A huge wildfire raging in Cyprus has left four dead and a trail of destruction in its wake. On 4 July, Civil Defense volunteers found the victims outside the village of Odou, which lies along the southern edge of the Troodos mountains. The men were all aged from 22 to 29 and had been reported missing on Saturday. The Egyptian government confirmed that the four deceased were Egyptian labourers, and according to Interior Minister Nicos Nouris, “All the indications support the fact that these are the four missing persons we have been searching for.” Egypt’s Ministry of Foreign Affairs said they were monitoring the situation and preparing to repatriate the remains as soon as possible.
The fire began on 3 July outside Arakapas and spread rapidly, fanned by strong winds. It razed over 50 square kilometers in the foothills of the Troodos mountain range, a region composed of dense pine forest and shrub land, which provided ample fuel for the flames. It also destroyed 50 homes, damaged infrastructure and forced the evacuation of 10 villages. On 5 July, the Cyprus Forestry Department reported that the fire was under control. Countries like Israel, Britain, Greece and Italy contributed to firefighting and search and rescue operations. The cause of the blaze is still unclear, although Cypriot police are questioning a 67-year-old farmer in connection with the fire.
Director of the Department of Forests, Charalambos Alexandrou, has described it as “the worst forest fire in the history of Cyprus.” Cypriot President Nicos Anastasiades supported this assessment, saying it was “one of the most destructive (fires) we have experienced, unfortunately, with victims.” In a show of support for affected people, he also toured fire-hit regions.

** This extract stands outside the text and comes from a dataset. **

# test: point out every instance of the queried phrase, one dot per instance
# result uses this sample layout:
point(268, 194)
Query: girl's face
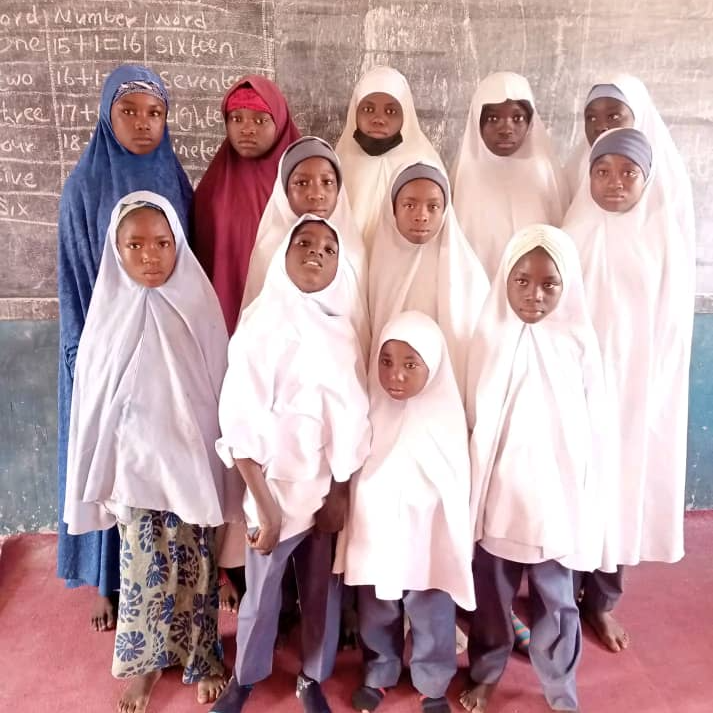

The cooperation demonstrated between Cyprus and European countries in response to this fire is commendable. In terms of emergency needs, it strengthened local capacity, thereby saving lives and property. It also proves that given sufficient motivation, such cooperation is possible. However, to save lives and alleviate human suffering, prevention is always preferable to a cure. The international community must recognize the costs of climate change, which contributes to environmental conditions conducive to wildfires, and work together to reduce emissions before it is too late.
The wildfires in Cyprus took place amidst an extended heatwave and drought conditions. In the days prior, the country had been experiencing temperatures around 40 °C. However, this disaster was not unprecedented. In 2020, wildfires in Australia, California and Brazil reflected a trend toward more intense and frequent disasters. According to NASA, 2020 was one of the warmest years on record, as it reached 1.2°C above pre-industrial levels. This level is approaching the 1.5°C threshold set by climate experts, beyond which the most dangerous impacts of climate change will be felt.
Ultimately, climate change has short and long term implications for international peace and security. In the short term, climate change threatens human security. For example, in Cyprus, those whose livelihoods depended on the region will now likely face income instability while waiting for it to regrow. In the long term, it is expected to contribute to extreme weather events, natural resource shortages, economic losses, lower crop yields and higher sea levels. In response, governments need to develop programs that enhance local capacity and cater to the reality of an increased number of people displaced by natural disasters and climate refugees. Now, more than ever, the international community must commit to climate change targets and work together to establish a viable framework for emission reduction.